# Load & Normalise ERA5 using Climatology

In [None]:
import os
import glob
import xarray as xr
import pandas as pd
import numpy as np

def process_era5_normalise_file(file_path, output_base_folder, mean_era5, sigma_era5, 
                        lat_min=47, lat_max=63, lon_min=-15, lon_max=5):
    """
    Process a single ERA5 Zarr file:
    - Reads the dataset.
    - For each variable, normalizes the data and converts the data along with latitude, longitude, and time to a CSV.
    - Filters the data to only keep the UK region.
    - Saves the CSV file in a folder named for the year.
    
    Assumes longitudes are in [0, 360].
    """
    # Open the Zarr file
    ds = xr.open_zarr(file_path, consolidated=True)
    
    # Extract the time coordinate (assuming it's a scalar timestamp)
    time_val = pd.to_datetime(ds.time.values.item())
    
    if time_val.year < 1984 or time_val.year > 1988:
        return
    
    year_folder = os.path.join(output_base_folder, str(time_val.year))
    os.makedirs(year_folder, exist_ok=True)
    
    # Adjust longitude values if necessary
    if lon_min < 0:
        lon_min = lon_min + 360
    if lon_max < 0:
        lon_max = lon_max + 360
    # (Latitude adjustments are not usually needed unless you have a specific requirement)
    
    for var in ds.data_vars:
        # Normalize the variable's data.
        # Assuming each zarr file has one variable and mean_era5/sigma_era5 have one relevant index.
        # Adjust the indexing if your climatology contains multiple entries.
        normalized_data = (ds[var] - mean_era5[0, ...]) / sigma_era5[0, ...]
        
        # Convert the normalized DataArray to a DataFrame with coordinates
        df = normalized_data.to_dataframe().reset_index()
        
        # Filter by latitude
        df = df[(df['latitude'] >= lat_min) & (df['latitude'] <= lat_max)]
        
        # Filter by longitude; adjust if the domain crosses the prime meridian boundary
        df = df[((df['longitude'] >= lon_min) | (df['longitude'] <= lon_max))]
        
        # Create a single 'date' column from the time coordinate if it exists
        if 'time' in df.columns:
            df['date'] = pd.to_datetime(df['time']).dt.date
            df.drop(columns=['time'], inplace=True)
        
        # Name the CSV file using the variable name and date
        csv_filename = f"{var}_{time_val.strftime('%Y%m%d')}.csv"
        csv_path = os.path.join(year_folder, csv_filename)
        
        # Save DataFrame to CSV
        df.to_csv(csv_path, index=False)
        print(f"Saved {csv_path}")


zarr_folder = r"/Users/faresg/Desktop/chaosbench/data/era5"
# This pattern should match files like "era5_full_1.5deg_YYYYMMDD.zarr"
zarr_pattern = os.path.join(zarr_folder, "era5_full_1.5deg_*.zarr")

# Output folder for CSVs
output_base_folder = r"/Users/faresg/Desktop/chaosbench/data/normalised_era5_csv"
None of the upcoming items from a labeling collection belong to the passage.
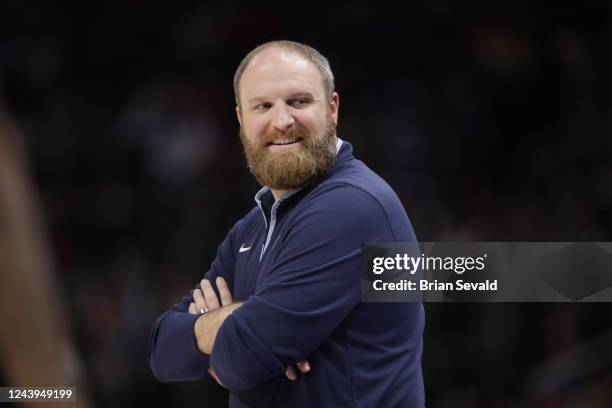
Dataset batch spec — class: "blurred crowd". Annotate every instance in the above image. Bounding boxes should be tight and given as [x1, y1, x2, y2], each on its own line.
[0, 0, 612, 407]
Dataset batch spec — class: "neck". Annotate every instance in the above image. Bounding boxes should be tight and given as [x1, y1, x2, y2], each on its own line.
[270, 188, 289, 201]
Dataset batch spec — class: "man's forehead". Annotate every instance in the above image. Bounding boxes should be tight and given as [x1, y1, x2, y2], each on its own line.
[240, 47, 323, 98]
[247, 46, 316, 70]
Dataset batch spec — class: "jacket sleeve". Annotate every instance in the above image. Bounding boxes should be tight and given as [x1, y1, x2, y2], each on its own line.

# Gather all matching Zarr files
zarr_files = glob.glob(zarr_pattern)
zarr_files.sort()  # optional sorting by filename

mean_era5 = xr.open_dataset(r"/Users/faresg/Desktop/chaosbench/data/climatology/climatology_era5.zarr", engine="zarr")[
    "mean"
].values[:, np.newaxis, np.newaxis]

sigma_era5 = xr.open_dataset(r"/Users/faresg/Desktop/chaosbench/data/climatology/climatology_era5.zarr", engine="zarr")[
    "sigma"
].values[:, np.newaxis, np.newaxis]

# Process each file
for file_path in zarr_files:
    process_era5_normalise_file(file_path, output_base_folder, mean_era5=mean_era5, sigma_era5=sigma_era5)